The two-decades-long gay and lesbian boycott of Coors beer will end, it seems, not with a bang or even a whimper, but with the barely audible sound of money changing hands. At least that's the way it looked at a June 2 community meeting called by Christopher Street West, producers of the Los Angeles lesbian and gay pride celebration to discuss ending the boycott.
Gays and lesbians began shunning Coors 20 years ago in coalition with labor, African-American groups and others, in protest over the company's alleged racist and antigay practices and its heavy support of right-wing, anti-gay groups.
At the lightly publicized and sparsely attended West Hollywood meeting only three longtime activists advocated continuing the boycott. Arrayed against them was a succession of speakers, including two bar owners anxious to sell the Colorado brew, the ad director of a local gay magazine that had already sold ad space to Coors, two officials from OutFest, L.A.'s gay and lesbian film festival which had received sponsorship from the brewery and an L.A. Gay and Lesbian Center board member who had arranged Coors sponsorship for a Center fundraiser.
The pro-Coors speakers argued that the company has changed, pointing to the fact that the brewery now has a policy of nondiscrimination based on sexual orientation, domestic partner benefits and numerous other "gay-friendly" workplace policies. OutFest executive director Morgan Rumpf gushed that Coors' domestic partner benefits were "amazing." Several suggested that the pro-boycott speakers were "clinging to past hatreds" and argued it was wrong to hold the company responsible for the actions of "individual family members" who support anti-gay causes.
"You're being told lies and half-truths," responded Don Kilhefner, co-founder of the L.A. Gay and Lesbian Center. The Coors family controls the company, he argued, and pours the money they make from beer sales into "organizations that work day and night to prevent us from having our civil rights. Anybody who says there's no connection between your buying a Coors beer and the money going to those organizations is lying."
A look at publicly available records suggests Kilhefner is right. The Coors family does indeed own all voting stock in the company and at least half, perhaps more, of the nonvoting stock, taking in at least $9.5 million in dividends alone each year. The family, as individuals and through the Coors-dominated Castle Rock Foundation (with William and Peter Coors, who also hold the two top executive slots at the brewery, as president and vice president) continues to be a major conduit of funds to such rabidly antigay groups as the Young America's Foundation and the Free Congress Foundation.
The Free Congress Foundation's chairman is Jeffrey Coors, who runs a spin-off company that sells Coors Brewing Co. much of its cardboard and paper packaging ($145 million worth in 1996).

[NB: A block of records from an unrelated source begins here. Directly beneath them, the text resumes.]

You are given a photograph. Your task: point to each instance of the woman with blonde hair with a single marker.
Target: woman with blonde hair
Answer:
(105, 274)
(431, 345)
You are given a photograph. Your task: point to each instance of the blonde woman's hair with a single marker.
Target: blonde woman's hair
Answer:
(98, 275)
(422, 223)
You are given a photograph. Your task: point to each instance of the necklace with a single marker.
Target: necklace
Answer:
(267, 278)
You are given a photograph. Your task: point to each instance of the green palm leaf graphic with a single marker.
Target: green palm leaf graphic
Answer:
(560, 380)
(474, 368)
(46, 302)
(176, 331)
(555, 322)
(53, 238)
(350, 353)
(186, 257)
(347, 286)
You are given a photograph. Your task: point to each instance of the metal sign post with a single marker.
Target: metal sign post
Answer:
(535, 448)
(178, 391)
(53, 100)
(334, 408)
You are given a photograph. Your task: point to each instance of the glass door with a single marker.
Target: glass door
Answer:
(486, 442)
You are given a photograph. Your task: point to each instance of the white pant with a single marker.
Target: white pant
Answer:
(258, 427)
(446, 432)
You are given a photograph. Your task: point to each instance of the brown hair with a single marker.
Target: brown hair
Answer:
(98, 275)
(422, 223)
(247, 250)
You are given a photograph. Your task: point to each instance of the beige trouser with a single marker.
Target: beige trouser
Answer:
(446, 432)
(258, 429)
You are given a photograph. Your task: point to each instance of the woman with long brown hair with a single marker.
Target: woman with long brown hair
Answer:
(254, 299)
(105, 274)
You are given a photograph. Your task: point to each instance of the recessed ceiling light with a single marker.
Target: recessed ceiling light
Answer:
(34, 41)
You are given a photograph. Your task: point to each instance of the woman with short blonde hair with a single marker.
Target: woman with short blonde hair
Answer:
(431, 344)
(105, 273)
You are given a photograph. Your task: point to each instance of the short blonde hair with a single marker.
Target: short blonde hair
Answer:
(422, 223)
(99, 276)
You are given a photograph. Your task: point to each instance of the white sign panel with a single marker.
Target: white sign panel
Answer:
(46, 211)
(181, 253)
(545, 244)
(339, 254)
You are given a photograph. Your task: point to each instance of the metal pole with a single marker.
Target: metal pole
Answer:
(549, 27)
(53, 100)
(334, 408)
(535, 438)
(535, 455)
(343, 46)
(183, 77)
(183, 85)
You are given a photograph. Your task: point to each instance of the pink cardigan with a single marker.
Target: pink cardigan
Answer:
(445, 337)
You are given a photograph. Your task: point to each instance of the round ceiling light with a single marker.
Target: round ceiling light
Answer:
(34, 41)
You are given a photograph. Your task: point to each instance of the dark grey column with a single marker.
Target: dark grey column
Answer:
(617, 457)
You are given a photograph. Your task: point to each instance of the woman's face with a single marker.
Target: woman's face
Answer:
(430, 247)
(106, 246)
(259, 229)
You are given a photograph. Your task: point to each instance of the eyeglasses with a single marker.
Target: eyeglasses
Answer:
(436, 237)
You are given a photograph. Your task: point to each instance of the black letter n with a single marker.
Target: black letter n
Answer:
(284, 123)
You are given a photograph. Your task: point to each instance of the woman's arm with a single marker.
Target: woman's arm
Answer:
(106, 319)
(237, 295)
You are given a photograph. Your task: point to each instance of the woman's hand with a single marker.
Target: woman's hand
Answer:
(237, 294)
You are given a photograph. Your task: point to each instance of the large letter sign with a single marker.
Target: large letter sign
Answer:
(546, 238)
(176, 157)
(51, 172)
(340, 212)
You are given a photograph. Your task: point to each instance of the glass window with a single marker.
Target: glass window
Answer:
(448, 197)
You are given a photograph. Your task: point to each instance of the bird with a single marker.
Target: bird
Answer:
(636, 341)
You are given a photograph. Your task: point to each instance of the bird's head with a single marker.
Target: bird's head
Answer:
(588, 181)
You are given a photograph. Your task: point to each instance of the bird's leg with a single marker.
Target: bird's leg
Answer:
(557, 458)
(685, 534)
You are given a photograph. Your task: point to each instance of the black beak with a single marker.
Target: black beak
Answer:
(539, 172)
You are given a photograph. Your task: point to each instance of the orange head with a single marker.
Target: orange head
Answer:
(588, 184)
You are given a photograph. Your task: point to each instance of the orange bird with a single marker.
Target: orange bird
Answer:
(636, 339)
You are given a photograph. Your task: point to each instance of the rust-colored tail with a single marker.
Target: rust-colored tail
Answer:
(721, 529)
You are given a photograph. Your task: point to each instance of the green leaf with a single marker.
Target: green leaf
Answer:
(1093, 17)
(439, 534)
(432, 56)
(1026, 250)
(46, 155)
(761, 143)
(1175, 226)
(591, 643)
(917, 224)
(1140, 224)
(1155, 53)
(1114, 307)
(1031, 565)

Last year Free Congress joined with other groups to file a court brief in the Hawaii same-sex marriage case arguing that gay marriage would be "repugnant to... the laws of nature and nature's God" and quoting 18th century legal scholar William Blackstone's description of sodomy as "an infamous crime against nature."
But none of that seems to be stopping gay groups from lining up at the Coors gravy train as the company--anxious to get into the gay market after two straight years of declining sales--hands out small dollops of cash to queer groups while maintaining it bears no responsibility for the much larger anti-gay donations being made by the family members who run the company and the foundations those family members control.
Even in San Francisco, one of the last major bastions of resistance, organizers of the drive to build a $2.5 million lesbian and gay community center were ready to accept Coors sponsorship of a fundraiser without bothering to even check with community activists who might object or with experts on the radical right--until this reporter, working on a story for the San Francisco Bay Times, began asking unpleasant questions. Meanwhile, a local bar rag called Hype ran a full-page Coors ad on the back cover of its June issue, while inside it reprinted a story from San Jose's OutNow whose only apparent source was a single Coors employee--and which, not surprisingly, hyped the company's plusses while brushing aside "rumored support for anti-gay causes."
Al Ross, who follows the extreme right for the Center for Democracy Studies, a project of The Nation Institute, affiliated with The Nation magazine, is appalled that so many in the gay community want to reconcile with Coors. "Coors is really bad news," he says, adding that after "40 years of backing fascism and terror" it is absurd to believe the company has had a true change of heart. "You'd have to be deliberately naive to believe that."
One cynic who sat through the L.A. meeting summed it up more bluntly, quoting J.R. Ewing, the sleazebag character from the TV show "Dallas": "Once you give up integrity, the rest is a piece of cake."